幕初上回到房間時,屋里只留有一盞孤燈。
她會心一笑,定是晚竹那丫頭特地回到秋苑給她點上的。
這幾日,晚竹照顧沙大親力親為,每夜都要很晚才摸黑回來。前兩日傅嬋還在揶揄,“可憐程侍衛每晚都要到外面去,用冷風消磨時間咯。”
關上房門,幕初上行至桌前,欲點燃其他蠟燭。不經意掃過桌面,就瞧見燭臺旁平躺著一封書信。

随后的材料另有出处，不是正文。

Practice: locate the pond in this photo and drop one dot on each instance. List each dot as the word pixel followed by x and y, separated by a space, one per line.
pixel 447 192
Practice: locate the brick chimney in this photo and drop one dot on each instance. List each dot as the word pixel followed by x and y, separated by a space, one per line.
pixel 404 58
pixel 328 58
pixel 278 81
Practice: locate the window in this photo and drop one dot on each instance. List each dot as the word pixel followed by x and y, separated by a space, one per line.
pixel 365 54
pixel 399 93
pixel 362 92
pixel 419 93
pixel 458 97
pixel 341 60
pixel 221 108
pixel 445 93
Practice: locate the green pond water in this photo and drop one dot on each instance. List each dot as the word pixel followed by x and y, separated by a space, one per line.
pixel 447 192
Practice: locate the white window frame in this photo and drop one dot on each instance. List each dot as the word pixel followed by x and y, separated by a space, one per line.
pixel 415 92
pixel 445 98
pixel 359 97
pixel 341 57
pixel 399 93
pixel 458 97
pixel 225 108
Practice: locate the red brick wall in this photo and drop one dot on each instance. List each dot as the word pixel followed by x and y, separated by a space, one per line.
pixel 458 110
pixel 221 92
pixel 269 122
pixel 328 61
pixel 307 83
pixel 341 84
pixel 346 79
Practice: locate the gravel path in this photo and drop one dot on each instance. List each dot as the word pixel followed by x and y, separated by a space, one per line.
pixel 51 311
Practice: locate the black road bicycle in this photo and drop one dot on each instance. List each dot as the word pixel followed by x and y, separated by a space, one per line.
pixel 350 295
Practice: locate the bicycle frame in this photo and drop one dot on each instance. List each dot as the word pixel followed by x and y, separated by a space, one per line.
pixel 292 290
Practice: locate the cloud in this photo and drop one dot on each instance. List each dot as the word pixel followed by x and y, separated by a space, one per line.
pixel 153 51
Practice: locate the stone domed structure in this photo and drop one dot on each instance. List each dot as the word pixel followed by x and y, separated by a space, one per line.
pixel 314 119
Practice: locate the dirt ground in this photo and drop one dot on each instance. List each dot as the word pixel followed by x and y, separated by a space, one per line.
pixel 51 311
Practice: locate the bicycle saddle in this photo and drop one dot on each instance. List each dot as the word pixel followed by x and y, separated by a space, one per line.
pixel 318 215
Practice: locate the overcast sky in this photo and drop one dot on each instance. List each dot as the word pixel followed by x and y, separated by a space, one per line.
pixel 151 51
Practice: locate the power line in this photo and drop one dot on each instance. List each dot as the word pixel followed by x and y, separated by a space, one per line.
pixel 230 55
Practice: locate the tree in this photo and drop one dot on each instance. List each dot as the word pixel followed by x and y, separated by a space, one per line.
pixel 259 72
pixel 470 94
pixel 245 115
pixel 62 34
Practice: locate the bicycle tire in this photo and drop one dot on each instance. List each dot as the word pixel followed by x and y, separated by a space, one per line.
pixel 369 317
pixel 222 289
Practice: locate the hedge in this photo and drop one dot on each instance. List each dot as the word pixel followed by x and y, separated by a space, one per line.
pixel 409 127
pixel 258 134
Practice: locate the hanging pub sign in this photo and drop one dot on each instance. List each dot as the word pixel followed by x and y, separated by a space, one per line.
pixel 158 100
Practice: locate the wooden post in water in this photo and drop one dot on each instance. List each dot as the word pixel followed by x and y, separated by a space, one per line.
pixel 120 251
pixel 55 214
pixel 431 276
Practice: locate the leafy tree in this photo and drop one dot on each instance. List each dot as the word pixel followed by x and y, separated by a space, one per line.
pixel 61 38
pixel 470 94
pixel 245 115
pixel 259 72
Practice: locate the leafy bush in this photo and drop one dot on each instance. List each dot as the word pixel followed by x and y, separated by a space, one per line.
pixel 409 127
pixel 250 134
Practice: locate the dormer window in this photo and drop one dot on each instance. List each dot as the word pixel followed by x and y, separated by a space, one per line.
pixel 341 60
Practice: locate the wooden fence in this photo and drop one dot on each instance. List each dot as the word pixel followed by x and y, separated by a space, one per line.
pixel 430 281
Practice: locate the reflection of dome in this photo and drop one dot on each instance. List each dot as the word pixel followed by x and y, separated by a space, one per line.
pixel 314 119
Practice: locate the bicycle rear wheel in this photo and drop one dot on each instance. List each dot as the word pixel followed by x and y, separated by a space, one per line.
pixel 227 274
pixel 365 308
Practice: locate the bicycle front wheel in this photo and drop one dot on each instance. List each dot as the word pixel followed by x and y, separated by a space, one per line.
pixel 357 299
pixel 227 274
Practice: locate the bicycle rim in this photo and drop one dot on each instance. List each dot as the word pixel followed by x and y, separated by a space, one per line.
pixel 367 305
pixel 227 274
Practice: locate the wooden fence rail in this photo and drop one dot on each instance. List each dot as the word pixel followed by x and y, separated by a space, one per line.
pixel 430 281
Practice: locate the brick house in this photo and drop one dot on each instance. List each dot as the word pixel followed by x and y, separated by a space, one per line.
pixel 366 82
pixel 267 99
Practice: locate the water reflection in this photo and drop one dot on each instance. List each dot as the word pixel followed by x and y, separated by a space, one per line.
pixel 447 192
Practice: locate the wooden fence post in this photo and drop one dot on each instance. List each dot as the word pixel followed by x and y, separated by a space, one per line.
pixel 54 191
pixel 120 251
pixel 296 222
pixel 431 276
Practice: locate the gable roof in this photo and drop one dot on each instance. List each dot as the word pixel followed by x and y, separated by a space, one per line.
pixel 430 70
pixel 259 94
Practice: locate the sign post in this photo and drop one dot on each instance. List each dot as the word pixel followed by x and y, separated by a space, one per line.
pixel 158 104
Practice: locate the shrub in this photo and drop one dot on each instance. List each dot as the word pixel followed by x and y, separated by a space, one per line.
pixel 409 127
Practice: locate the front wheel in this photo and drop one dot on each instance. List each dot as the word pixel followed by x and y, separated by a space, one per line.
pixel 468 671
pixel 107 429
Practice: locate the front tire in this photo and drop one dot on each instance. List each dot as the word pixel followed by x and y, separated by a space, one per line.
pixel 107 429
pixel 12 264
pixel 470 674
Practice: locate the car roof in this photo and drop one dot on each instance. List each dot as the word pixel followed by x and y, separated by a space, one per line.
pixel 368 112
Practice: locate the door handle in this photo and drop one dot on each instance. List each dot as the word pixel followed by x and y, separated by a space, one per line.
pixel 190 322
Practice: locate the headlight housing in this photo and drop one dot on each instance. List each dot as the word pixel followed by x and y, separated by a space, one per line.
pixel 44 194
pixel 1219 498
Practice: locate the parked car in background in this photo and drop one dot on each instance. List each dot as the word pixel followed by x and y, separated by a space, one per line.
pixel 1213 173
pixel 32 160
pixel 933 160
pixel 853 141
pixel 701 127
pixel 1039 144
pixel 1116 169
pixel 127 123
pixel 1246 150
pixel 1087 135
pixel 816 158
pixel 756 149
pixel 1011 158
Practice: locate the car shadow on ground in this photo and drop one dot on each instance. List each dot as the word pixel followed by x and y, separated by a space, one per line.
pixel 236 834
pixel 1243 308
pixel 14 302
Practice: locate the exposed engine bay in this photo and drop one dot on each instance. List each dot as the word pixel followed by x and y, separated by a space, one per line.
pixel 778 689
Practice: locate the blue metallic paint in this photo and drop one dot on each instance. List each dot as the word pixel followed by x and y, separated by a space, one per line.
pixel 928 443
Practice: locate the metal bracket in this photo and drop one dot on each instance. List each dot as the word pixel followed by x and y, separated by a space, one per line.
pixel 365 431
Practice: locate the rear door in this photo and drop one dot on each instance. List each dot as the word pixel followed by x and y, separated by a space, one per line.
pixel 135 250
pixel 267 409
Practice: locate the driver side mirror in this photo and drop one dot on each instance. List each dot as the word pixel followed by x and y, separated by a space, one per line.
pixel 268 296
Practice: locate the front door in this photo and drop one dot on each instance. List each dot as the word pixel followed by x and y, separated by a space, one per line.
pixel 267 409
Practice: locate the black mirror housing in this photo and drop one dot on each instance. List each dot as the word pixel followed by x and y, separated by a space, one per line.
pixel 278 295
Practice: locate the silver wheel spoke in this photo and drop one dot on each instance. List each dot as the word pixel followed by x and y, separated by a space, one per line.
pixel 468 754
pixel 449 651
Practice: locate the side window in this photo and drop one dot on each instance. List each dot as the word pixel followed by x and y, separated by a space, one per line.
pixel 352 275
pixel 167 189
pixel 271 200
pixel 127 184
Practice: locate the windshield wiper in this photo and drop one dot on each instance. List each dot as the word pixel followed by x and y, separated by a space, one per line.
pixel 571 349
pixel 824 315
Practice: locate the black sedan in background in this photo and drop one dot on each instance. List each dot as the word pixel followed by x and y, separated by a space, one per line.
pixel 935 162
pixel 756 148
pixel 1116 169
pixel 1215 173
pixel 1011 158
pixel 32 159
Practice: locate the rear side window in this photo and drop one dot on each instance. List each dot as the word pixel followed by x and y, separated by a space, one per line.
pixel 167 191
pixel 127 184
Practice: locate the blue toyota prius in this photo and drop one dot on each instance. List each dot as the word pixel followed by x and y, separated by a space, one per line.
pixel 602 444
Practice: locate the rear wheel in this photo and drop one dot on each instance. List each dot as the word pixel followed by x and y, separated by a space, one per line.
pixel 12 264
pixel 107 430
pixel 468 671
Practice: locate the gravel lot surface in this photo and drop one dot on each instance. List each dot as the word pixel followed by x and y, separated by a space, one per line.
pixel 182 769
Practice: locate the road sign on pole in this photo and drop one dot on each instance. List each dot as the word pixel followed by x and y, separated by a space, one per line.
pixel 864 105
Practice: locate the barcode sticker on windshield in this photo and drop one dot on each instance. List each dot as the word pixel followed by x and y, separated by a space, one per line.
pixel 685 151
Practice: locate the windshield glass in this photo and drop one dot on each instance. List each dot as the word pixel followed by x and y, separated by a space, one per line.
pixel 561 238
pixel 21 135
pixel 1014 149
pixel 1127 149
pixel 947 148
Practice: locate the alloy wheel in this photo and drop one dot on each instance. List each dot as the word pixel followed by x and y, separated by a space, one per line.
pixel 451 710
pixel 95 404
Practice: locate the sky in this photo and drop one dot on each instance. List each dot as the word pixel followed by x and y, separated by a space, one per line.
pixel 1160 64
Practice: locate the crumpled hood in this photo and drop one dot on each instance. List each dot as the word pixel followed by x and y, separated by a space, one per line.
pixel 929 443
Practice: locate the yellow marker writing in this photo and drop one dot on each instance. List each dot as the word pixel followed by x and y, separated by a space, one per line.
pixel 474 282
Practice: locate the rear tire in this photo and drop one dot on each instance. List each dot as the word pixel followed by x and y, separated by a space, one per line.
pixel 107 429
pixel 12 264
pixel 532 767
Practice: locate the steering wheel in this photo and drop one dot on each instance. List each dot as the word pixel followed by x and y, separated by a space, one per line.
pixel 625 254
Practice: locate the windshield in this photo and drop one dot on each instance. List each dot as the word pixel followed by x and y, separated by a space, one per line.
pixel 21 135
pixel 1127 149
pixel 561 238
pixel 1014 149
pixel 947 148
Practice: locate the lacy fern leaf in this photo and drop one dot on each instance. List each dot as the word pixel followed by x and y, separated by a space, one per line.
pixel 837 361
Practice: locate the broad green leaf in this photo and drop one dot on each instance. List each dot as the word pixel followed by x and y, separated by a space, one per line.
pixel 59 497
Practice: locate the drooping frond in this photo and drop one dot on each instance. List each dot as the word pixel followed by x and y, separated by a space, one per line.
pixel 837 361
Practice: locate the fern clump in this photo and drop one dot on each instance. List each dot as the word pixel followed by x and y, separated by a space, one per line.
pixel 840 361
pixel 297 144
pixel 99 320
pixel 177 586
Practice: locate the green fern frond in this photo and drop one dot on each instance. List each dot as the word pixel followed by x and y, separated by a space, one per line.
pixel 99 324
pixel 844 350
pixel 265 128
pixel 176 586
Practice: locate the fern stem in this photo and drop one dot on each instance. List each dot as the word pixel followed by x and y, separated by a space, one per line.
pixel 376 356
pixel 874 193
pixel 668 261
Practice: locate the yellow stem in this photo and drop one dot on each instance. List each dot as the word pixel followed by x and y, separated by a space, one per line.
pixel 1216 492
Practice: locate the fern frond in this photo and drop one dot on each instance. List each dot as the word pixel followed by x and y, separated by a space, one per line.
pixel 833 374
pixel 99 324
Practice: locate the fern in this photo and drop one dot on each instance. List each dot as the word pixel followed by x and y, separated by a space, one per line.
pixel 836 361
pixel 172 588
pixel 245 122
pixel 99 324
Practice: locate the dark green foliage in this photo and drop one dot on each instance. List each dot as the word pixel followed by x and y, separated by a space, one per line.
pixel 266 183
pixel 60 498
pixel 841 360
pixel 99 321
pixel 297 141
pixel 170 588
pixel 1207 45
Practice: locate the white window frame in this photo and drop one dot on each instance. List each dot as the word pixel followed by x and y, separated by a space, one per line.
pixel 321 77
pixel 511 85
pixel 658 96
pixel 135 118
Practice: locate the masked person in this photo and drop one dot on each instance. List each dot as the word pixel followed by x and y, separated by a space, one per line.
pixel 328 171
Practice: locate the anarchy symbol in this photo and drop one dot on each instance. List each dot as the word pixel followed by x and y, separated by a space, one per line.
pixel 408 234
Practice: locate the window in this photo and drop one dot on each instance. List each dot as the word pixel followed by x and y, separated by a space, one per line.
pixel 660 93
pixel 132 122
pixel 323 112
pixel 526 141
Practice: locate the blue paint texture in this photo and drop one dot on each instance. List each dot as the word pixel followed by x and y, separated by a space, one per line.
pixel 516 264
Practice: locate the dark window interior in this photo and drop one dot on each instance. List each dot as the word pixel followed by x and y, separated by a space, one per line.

她邊拿起信邊莞爾:這丫頭,整日將她當成小孩子,一邊照顧沙大一邊還不忘牽掛叮囑她。
然,待幕初上拆開信封,通讀信上內容后,原本掛著淺笑的溫柔小臉不由驟然變色。
信紙上是幾塊拼接的字跡:身份已破,速逃!
信紙被她捂在胸口,有那么一瞬兒,她呆愣在原地,六神無主。不過,她很快平靜下來,擰眉思忖。
這話說的不嚴密。
若真如信上所說,她的身份已被傅非天知曉,那他今日怎么可能為她精心準備如此貴重大禮?
可這信又不是全無實據。
畢竟,如今除了晚竹和大師兄,沒有第四個人知道她的身份了,并且這人還愿意鋌而走險為她送信。
再反觀這信,以黏貼字跡的掩藏形式來看,送信之人明顯不愿意讓她察覺身份。
又會是誰呢?
翁蓮嗎?
絕對不可能啊!
情不自禁在原地徘徊打轉兒,幕初上心里惴惴不安。
這人,到底是在幫她,還是在變相警告她什么?
紅燭燃得太久,蠟油漸漸溢滿,熄滅了燭火。偌大屋子里,唯獨腥紅炭火透著絲絲紅光。屋子里只剩下細細碎碎的踱步聲。
約莫半柱香過后,幕初上輕聲走至窗前,悄悄觀望。
此刻已是后半夜,除了三兩個照看炭火的下人和當值的守衛還在打瞌睡,其余眾人早已歇下。因著是除夕,黝黑夜色下大紅燈籠異常顯然。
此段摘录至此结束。